Charlotte York a fréquenté un amant incapable d'atteindre l'orgasme sans la traiter de... (insérez ici une insulte comme salope ou pute). Elle a ensuite épousé Trey MacDougal, qui bandait mou ou pas du tout. La honte suprême pour un gars.

Carrie Bradshaw a aussi connu son lot de mésadaptés, dont l'écrivain Jack Berger, qui l'a plaquée en lui laissant un minuscule post-it d'explication. Quel mollusque. Et comment oublier le politicien Bill Kelley, qui a demandé à Carrie de lui uriner dessus?

Avant de retomber une 147e fois dans les bras de Big, Carrie a même suivi l'artiste Aleksandr Petrovsky jusqu'à Paris, pour découvrir - ô surprise - qu'il était manipulateur, jaloux et violent. Beau portrait.

Dans les premiers épisodes de la série, Miranda Hobbes a flanché pour Skipper Johnston, un nerd à lunettes qu'elle a d'abord méprisé, puis aimé, avant qu'il ne la largue. Vive l'indécision. L'accaparant travail d'avocate de Miranda, sa féroce indépendance et sa richesse ont ensuite fait fuir la majorité de ses soupirants. Comme si aucun New-Yorkais ne pouvait accepter que sa copine gagne plus de fric que lui.

Du côté de Samantha Jones, après avoir épuisé la banque de célibataires de Manhattan, du Bronx et de Queens, elle a finalement soufflé les mots tabous, soit "je t'aime", à l'hôtelier Richard Wright, qui l'a évidemment trompée et humiliée avec une jeune poulette. Puis, l'accumulation de déceptions amoureuses a poussé la tigresse Samantha dans les bras de la peintre Maria.

En excluant Aidan Shaw, trop parfait pour Carrie, seul Big a sauvé en partie l'honneur des gars. Oui, il a arraché Carrie des griffes du méchant Petrovsky. Mais n'oublions pas qu'il a souvent été odieux avec elle et qu'il a épousé Natasha, alias la femme de 5'10. Quant à Smith et Harry, ils ont déboulé très tard dans les vies de Samantha et Charlotte. Et j'ai l'impression que Steve a été un prix de consolation pour Miranda, qui craignait de vieillir seule.

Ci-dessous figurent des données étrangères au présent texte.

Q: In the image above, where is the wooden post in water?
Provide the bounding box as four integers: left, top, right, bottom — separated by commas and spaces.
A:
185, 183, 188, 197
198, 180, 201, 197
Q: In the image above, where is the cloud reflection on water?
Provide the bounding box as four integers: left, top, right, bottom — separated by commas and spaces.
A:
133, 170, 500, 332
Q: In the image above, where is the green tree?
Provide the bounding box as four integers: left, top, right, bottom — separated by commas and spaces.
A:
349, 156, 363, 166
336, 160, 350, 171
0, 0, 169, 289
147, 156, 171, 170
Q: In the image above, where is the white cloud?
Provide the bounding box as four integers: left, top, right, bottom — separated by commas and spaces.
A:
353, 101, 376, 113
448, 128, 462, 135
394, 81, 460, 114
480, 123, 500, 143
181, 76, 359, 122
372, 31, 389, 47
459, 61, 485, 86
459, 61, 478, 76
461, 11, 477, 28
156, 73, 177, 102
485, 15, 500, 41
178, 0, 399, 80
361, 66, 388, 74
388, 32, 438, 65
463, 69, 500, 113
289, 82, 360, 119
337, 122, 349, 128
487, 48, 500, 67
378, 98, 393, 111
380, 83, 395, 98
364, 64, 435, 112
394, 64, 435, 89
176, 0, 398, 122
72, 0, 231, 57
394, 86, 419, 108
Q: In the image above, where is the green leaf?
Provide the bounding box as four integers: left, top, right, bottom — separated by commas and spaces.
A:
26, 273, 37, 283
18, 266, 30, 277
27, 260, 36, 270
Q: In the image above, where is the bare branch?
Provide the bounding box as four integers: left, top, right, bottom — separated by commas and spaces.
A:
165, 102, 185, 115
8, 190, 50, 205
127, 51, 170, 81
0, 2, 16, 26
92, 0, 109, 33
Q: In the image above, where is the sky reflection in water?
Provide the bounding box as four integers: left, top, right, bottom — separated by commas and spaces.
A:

En regardant par ma fenêtre entrouverte, tout en aspirant une bouffée de cigarette (O.K., cette partie est fausse), je me questionne toujours: les quatre amies ont-elles placé la barre trop haut? Ou est-ce nous, les hommes, qui sommes trop mollasses pour remplir les critères ISO-Sex and the City?